Question 2 Multiple Choice
The August 1991 coup attempt by communist hardliners, intended to halt Gorbachev's reforms, had what actual effect?
AIt succeeded in reversing glasnost and halting the independence movements in the Baltic republics
BIt triggered direct Western military intervention, forcing the hardliners to stand down
CIt catastrophically backfired — discrediting the Communist Party, accelerating republic independence declarations, and fatally weakening Gorbachev while elevating Yeltsin
DIt installed a technocratic government that implemented faster market reforms than Gorbachev had planned
The coup lasted three days before collapsing in the face of popular resistance, symbolized by Boris Yeltsin's defiant stand atop a tank outside the Russian parliament. The consequences were the opposite of what the coup plotters intended: the Communist Party was suspended, its legitimacy destroyed by the coup conducted in its name; republics that had been hesitant about independence declared it immediately; and Gorbachev, who returned from house arrest, found his authority effectively gone. The coup accelerated the very dissolution it was meant to prevent.
Question 3 True / False
Western intelligence agencies and academic scholars widely predicted the Soviet collapse throughout the 1980s, given the visible signs of economic stagnation and ethnic unrest.
TTrue
FFalse
Answer: False
The Soviet collapse surprised most Western observers, intelligence agencies, and scholars. The USSR had seemed a permanent fixture of the international order — a superpower with nuclear arsenals, a vast military, and a functioning (if stagnant) economy. As late as 1990, most analysts expected the Soviet system to persist in some reformed form. The speed and totality of the collapse — from a functioning superpower to 15 successor states in a matter of months — was not anticipated by mainstream Western analysis.
Question 4 True / False
Post-Soviet Russia in the 1990s experienced significant economic disruption, including rapid privatization that concentrated former state assets in the hands of a small number of wealthy individuals.
TTrue
FFalse
Answer: True
Russia's 1990s 'shock therapy' transition to a market economy involved rapid privatization of formerly state-owned enterprises, often at drastically below-market prices through voucher schemes and politically connected sales.
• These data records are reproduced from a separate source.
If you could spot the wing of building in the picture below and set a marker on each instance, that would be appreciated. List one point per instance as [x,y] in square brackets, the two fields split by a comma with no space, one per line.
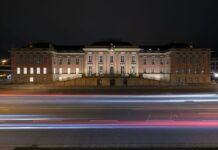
[174,63]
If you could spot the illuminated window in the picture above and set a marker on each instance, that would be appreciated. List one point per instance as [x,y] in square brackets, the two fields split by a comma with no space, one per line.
[68,70]
[122,59]
[60,70]
[122,69]
[24,70]
[77,60]
[18,70]
[101,59]
[31,79]
[38,70]
[44,70]
[68,61]
[111,59]
[133,59]
[89,59]
[77,70]
[31,70]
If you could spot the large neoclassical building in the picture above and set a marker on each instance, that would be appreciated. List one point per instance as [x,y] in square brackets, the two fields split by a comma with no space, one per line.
[174,63]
A small group of businessmen — the oligarchs — acquired enormous industrial assets (oil companies, media, metals) for minimal cost, often through legally questionable processes. Combined with hyperinflation and the collapse of state institutions, this produced a decade of economic trauma for ordinary Russians, with GDP falling roughly 40% from 1991 to 1998.
Question 5 Short Answer
Why did the 'end of history' optimism that followed the Soviet collapse prove premature? What did the actual aftermath look like compared to what optimists had expected?
Think about your answer, then reveal below.
Model answer: Optimists expected the Soviet collapse to produce a transition to liberal democracy and a stable, peaceful international order with the US as a benign hegemon. The actual aftermath included: economic shock therapy producing hyperinflation and the rise of oligarchs in Russia; ethnic conflicts across former Soviet territories (Chechnya, Georgia, Nagorno-Karabakh, Moldova); Russian democratic backsliding under Yeltsin and Putin; and the persistence of authoritarianism across many successor states. American unipolarity itself proved brief, already eroding by the early 2000s.
The optimism rested on the assumption that liberal democracy and market economics were the natural endpoint of political development — that removing communist coercion would allow those forces to emerge. What emerged instead was a much more contingent and contested transition. State institutions collapsed before market institutions could replace them; ethnic nationalisms suppressed by Soviet power resurfaced violently; and the economic pain of rapid transition delegitimized liberal reform in many countries. The lesson was that the absence of one system does not guarantee the emergence of another.